The Land of Darkness
- Author: Abdul Rahman Munif
- Language: Arabic
- Published: 1999
- Publication place: Iraq

= The Land of Darkness (novel) =

1999 novel by Abdul Rahman Munif

The Land of Darkness is a book by Abdul Rahman Munif published as a trilogy novel in the year 1999. It mainly focused on the personal Iraqi interactions with global events. However, the defeat of Napoleon in Egypt, remaining the thought of French Revolution. The English ambitions in the Middle East as it is the power of the Caliphate. Not to forget that it touched on the social and political history of Iraq during the nineteenth century.

== Parts ==
The first part revolves around Daoud Basha and how he got is state chair. Showing the methods of governance in Mesopotamia as all the characters revolved in the Sarai. Unlike the second part, which was liberated from and went out to the streets of Baghdad. Next, he followed the journey of the British Council (Ritch), who was the second main character. However, Bardi's character was the most important character specifically in this part, because it was, she who transformed most of the events from Baghdad to Kirkuk. In the third part, he was assured of his rule through campaigns on both the North and South rebels. In addition, he entered a conflict with the British Council. He did not find a way to prevent the rise of the Basha except by threatening the British military intervention. The annual flood of Tigris and the unresolved conflict between Daoud Basha and the British Council is how the novel ended.

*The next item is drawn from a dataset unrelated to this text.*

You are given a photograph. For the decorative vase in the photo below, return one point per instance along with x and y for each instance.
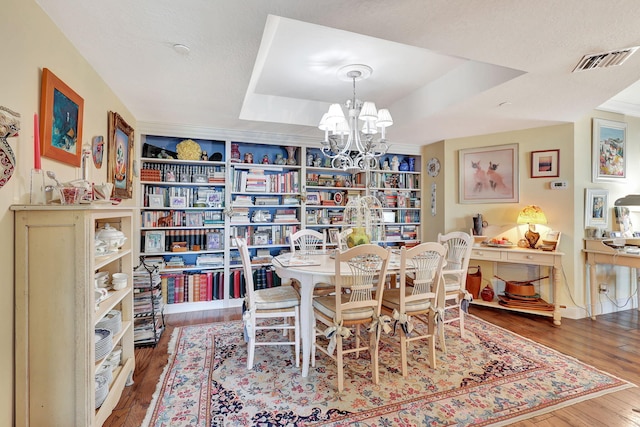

This novel was from the last novels that was written by Abdul Rahman Munif (1999–1997) and what makes it stands out. Some considered it an attempt to return to childhood, especially that he dedicated this work to his mother Noura who instilled the love of Iraq in him. As he added in his novel the Baghdadi dialect in all its daily details, moreover he added the Iraqi view, whether at the level of the ruler generally. Munif tried to say that the history of Iraq applies to history repeats itself. However, one of the critics said that this event in (The Land of Darkness) is Iraq.